Both experience and economic models show that, in the absence of enforceable access or catch restrictions, competition among commercial fishermen results in an expansion of fishing capacity, and resultant fishing effort, beyond the sustainable limits of the fish population being pursued. The spiral of increasing effort and diminishing returns (i.e., rent dissipation) has helped to fuel increases in fish prices that reduce benefits to consumers and processors; has shifted many fish populations toward smaller, younger fish that typically command lower prices; and in many cases has reduced yields far below achievable levels.

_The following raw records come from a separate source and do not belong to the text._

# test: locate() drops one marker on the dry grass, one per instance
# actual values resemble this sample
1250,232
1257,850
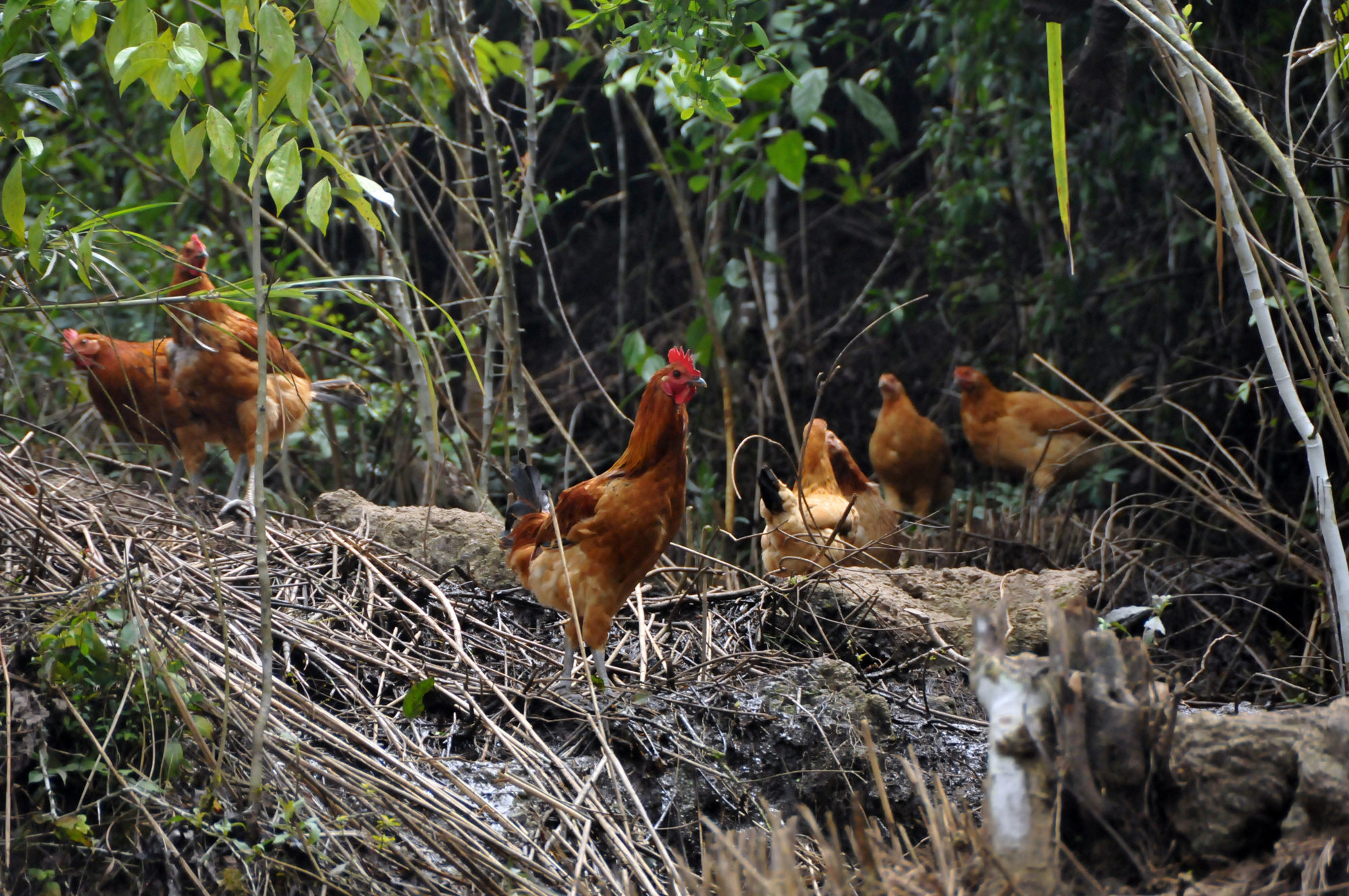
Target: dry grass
360,798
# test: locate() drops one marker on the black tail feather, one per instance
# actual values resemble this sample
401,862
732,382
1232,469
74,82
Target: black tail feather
769,491
339,392
530,496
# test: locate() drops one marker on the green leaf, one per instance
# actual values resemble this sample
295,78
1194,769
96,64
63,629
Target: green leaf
61,14
362,207
189,48
806,99
787,155
12,10
327,11
186,146
348,48
274,34
414,702
873,111
265,146
277,87
224,148
367,10
36,234
300,88
12,200
283,175
375,192
132,28
317,204
42,95
84,24
1058,130
84,254
236,20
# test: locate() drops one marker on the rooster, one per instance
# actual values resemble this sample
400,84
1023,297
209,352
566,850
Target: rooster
213,362
910,454
813,526
788,544
128,384
877,526
613,527
1047,439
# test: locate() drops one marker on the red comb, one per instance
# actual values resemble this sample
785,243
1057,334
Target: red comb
684,360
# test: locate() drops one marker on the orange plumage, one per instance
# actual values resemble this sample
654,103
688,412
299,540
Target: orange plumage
213,362
877,526
130,387
910,454
614,527
814,526
1028,434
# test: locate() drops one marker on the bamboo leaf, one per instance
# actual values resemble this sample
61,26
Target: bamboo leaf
278,43
265,148
85,21
367,10
283,175
317,204
873,111
787,155
300,88
12,200
1058,132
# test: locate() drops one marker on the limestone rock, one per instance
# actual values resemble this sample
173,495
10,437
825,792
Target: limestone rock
1251,779
875,607
441,539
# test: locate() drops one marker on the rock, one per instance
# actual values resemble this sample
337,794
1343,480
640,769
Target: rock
875,607
441,539
1248,781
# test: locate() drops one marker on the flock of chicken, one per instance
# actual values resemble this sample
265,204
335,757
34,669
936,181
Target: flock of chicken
587,553
835,516
198,387
584,555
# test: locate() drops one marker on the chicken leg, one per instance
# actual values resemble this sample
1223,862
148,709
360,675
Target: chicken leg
232,501
564,679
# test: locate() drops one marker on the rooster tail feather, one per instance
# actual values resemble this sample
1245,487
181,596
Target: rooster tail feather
529,489
771,491
339,392
1120,388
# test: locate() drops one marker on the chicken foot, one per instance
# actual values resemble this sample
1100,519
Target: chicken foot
564,679
232,501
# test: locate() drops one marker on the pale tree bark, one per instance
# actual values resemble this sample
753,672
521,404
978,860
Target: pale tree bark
1200,110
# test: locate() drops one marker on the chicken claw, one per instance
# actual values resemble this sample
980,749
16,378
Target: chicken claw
240,505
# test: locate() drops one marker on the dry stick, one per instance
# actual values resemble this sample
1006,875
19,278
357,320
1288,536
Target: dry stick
506,281
1242,115
130,790
259,492
1182,478
769,339
552,415
695,268
1284,380
393,267
8,756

Congress has considered several approaches to address concerns about overcapitalization and excess capacity in the fishing industry. The economic aid and capacity reduction programs discussed in this document are some possible approaches to reducing overcapitalization and over-fishing Alternative approaches, such as community development quotas and individual transferable quotas, seek to meet some of the same objectives, but are not discussed in this report.

Although some US fisheries remain open to new entrants, access to many fisheries is limited or restricted. If new entry to a fishery is permitted, any capacity removed could be replaced or increased, negating the effects of any capacity reduction scheme. Capacity reduction in a limited access fishery may be feasible if vessels or licenses that are removed cannot be replaced. However, without measures to prevent upgrading (i.e., "capital stuffing")—increasing the size or fishing power (i.e., efficiency or effectiveness) -- of remaining vessels, the benefits of capacity removal could again be negated.

Bodies governing limited access fisheries at local, state, national, and international levels have initiated various "buyback" or retirement schemes to reduce over-capacity and the consequent over-fishing The nature and scope of these programs have been as varied as the fisheries they have covered. The common objective of vessel buybacks or license retirement is the permanent withdrawal of effort (i.e., fishermen and their vessels) from a particular fishery. In most cases, however, the reduction in the number of vessels or licenses has had a relatively modest effect on fleet capacity, since the first to accept buybacks are usually the oldest and least efficient units.

Although sometimes conceived as a means for easing financial hardship caused by reduced landings of fish, capacity reduction is more often viewed as a measure to realign effort and eventually increase sustainable catch levels. Unlike economic aid, however, capacity reduction aims to provide long-term benefits to those choosing, or able, to remain within the industry and may thus indirectly confer benefits to some of the communities that these fisheries support.